|
The
Yardstik Approach
Stop Press: Free
trial service now available
League-based competition avoids the problems
of the "better" comparator by ensuring that whatever inequity
is involved is equally shared. Yardstik, by contrast, addresses
the problem head-on. It generates a scale of comparative match-playing
skill using the results from those matches that share the
greatest measure of internal consistency.
Although match results needn't "behave properly" they often
do: if you can beat me and I can beat John, then more often
than not, you are able to beat John easily. If I lose heavily
to John and you lose marginally, then "better" has performed
like "taller". We can agree a ranking, perhaps even a scale
of our relative abilities, without being conscious of doing
so.
The problem occurs when anomalies arise — when matches don't
go the way previous evidence suggests it should. When the
evidence of thousands of matches, involving hundreds of players
are analysed, anomalies are inevitable. The Yardstik algorithm
calculates a skill rating for each player that minimises the
number and severity of these anomalies.
Pull
& push anomalies
To perform this calculation properly
one has to understand what constitutes an anomaly, and what
doesn't. It is essential, for example, to treat a "whitewash"
(a game in which the loser scores nothing) in a very different
way to a tight match. A tight match is evidence of very similar
levels of skill. A whitewash says little about the magnitude
of the skill gap. It suggests a lower limit but not an upper
one.
The idea can be generalised. Most of us "play to win", but
we don't play to humiliate. It's bad manners and a waste of
energy. So a comfortable 9:4 win might, with a little more
effort, have been a 9:2 win or even a 9:0 thrashing. In general,
the greater the difference in score, the less weight should
be accorded the lower score. Player ratings that imply by
a greater disparity than the 9:4 result represent less of
an anomaly than player ratings that imply a closer result.
Or more succinctly: push anomalies become increasingly more
important than pull anomalies, the greater the difference
in score.
Discounting history
The
more matches Yardstik can use to calculate its player ratings,
the more reliable those ratings are likely to be, so it is
good practice to accumulate results over several months, or
even a year or two. But if the evidence of last year were
considered to be as valid as that of this year, an improving
player would be forever handicapped by his or her history.
So Yardstik embodies a user-specified discount factor. Provided
matches are dated, the discount factor will reduce the significance
of matches according to their age.
Yardstik's memory of distant events gets dimmer with time.
In that respect, Yardstik treatment of time is much like ours,
and quite different from league-based systems for which history
has very little meaning at all.
Disjoint groups
Yardstik generates player ratings on the basis of whatever
data it is given. It doesn't require any particular playing
regime and there are few practical limits to the number of
matches it can process simultaneously. It doesn't require
that players belong to the same club or even live on the same
continent. That makes it rather likely that the entire player
population will comprise a number of disjoint groups whose
members can be compared internally, but not with other groups,
because no match has yet been played which might link them.
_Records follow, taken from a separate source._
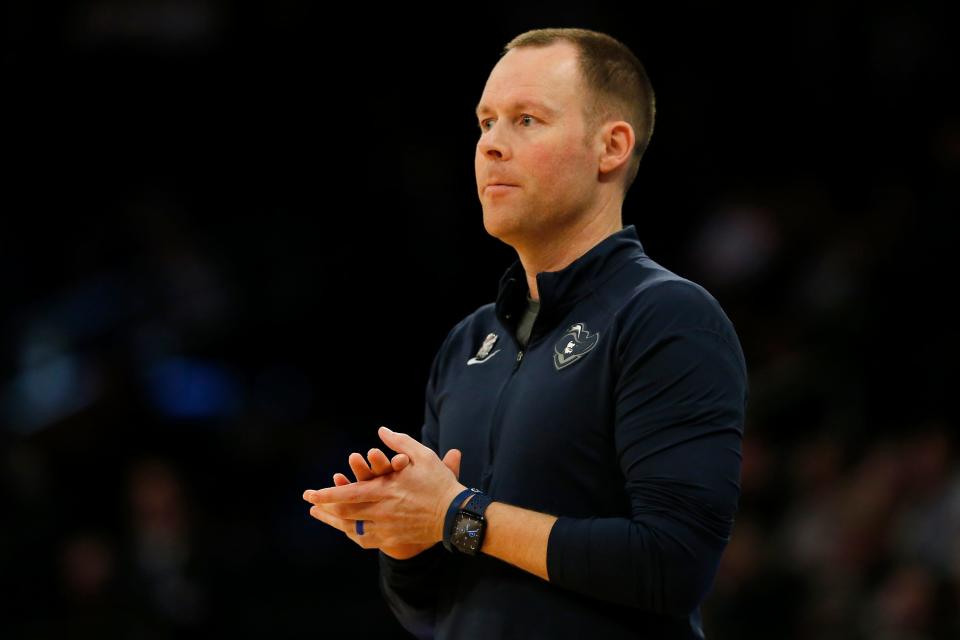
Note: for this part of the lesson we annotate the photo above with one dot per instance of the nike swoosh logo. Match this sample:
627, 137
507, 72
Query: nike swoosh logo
475, 361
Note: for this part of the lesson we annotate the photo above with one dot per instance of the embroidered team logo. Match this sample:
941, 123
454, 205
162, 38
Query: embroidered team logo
484, 353
574, 344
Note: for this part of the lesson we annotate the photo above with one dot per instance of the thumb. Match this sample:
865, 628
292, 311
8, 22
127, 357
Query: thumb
452, 460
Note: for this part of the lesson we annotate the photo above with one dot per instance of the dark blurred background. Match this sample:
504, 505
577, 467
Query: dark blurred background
234, 236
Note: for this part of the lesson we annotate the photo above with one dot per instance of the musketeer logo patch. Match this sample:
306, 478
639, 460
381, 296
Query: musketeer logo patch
574, 344
484, 353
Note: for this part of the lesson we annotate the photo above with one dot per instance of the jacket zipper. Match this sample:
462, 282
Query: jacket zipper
495, 422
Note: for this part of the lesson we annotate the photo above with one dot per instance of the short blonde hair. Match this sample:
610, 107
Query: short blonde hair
615, 77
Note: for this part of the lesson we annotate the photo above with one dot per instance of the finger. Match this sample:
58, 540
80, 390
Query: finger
360, 469
379, 462
323, 515
403, 443
367, 539
452, 460
350, 493
400, 461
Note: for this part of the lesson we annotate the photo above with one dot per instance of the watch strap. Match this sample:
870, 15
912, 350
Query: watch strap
477, 504
451, 515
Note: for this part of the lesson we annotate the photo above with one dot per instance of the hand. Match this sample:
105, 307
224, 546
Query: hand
405, 508
381, 466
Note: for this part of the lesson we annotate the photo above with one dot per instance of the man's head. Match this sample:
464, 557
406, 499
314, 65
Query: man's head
566, 115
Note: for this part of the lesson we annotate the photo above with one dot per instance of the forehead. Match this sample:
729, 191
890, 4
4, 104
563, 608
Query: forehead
545, 77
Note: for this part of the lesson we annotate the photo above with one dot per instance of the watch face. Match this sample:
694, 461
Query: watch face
467, 533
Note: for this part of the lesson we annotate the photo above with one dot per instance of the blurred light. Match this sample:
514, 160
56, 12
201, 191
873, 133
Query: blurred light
183, 388
51, 386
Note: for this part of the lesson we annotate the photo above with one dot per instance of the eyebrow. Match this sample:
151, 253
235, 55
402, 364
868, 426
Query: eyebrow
518, 104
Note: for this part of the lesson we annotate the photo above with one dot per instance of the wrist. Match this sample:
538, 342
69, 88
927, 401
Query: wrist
445, 505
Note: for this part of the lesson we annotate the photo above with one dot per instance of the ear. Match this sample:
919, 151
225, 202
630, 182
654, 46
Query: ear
616, 142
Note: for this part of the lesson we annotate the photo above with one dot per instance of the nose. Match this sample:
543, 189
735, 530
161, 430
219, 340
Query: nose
492, 144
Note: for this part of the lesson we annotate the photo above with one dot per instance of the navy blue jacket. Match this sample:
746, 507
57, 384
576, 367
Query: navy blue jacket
623, 416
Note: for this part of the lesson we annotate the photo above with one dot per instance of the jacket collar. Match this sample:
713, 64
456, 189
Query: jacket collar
560, 290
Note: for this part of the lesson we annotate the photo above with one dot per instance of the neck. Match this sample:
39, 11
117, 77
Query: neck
557, 249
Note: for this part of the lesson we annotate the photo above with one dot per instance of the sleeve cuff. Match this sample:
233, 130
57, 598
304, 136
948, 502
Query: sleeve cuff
562, 550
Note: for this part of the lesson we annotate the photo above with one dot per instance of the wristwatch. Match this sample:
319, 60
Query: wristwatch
464, 526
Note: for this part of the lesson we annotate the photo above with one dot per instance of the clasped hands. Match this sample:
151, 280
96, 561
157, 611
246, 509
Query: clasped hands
402, 502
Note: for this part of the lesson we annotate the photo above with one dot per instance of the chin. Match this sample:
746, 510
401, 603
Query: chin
501, 225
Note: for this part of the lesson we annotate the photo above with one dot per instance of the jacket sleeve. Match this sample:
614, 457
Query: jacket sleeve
680, 391
411, 587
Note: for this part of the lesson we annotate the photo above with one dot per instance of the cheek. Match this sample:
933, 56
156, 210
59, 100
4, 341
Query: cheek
556, 169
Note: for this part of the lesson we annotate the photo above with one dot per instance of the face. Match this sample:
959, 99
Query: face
532, 137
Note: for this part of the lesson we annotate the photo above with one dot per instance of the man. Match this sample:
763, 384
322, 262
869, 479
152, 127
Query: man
590, 420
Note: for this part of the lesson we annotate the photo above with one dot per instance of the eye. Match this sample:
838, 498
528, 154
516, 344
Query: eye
523, 117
Yardstik identifies disjoint groups and generates player ratings
that apply within those groups. If two disjoint groups deliberately
organise a tournament between them, then the ratings generated
by subsequent Yardstik runs apply to the merged group.
Scoring: "Summary" versus "Detail"
Summary Scoring
Expressing match results as (say) best of 5 games yields
possible scores of 3:0, 3:1, 3:2, 2:3, 1:3, 0:3. Differences
in skill are compressed into six levels — two of which (3:0
and 0:3) we have already recognised to be degenerate. Yardstik
certainly works with such data, but the level of discrimination
is coarse.
Detail Scoring
It would be nice to be able to distinguish a 3:0 result arising
from 9:2, 9:4, 9:2 games from one based on 9:7, 10:8, 9:6
games. This is certainly possible, and one approach would
be to treat the three game results as three independent "best
of 9" matches. Although this usually generates entirely plausible
rating differences, the assumption of independence is not
tenable, and in extreme cases this method can generate erroneous
results. Consider 0:9, 9:7, 0:9, 9:7, 9:7. If these games
are independent, then running on default settings, Yardstik
ranks the away player above the home player. Considered as
a match, the home player has the edge when it really matters
and is therefore considered the winner. Yardstik resolves
this problem by allowing match results to be expressed as
a sequence of games from which it extracts the median result.
In this case that would be a 9:7 home win.
|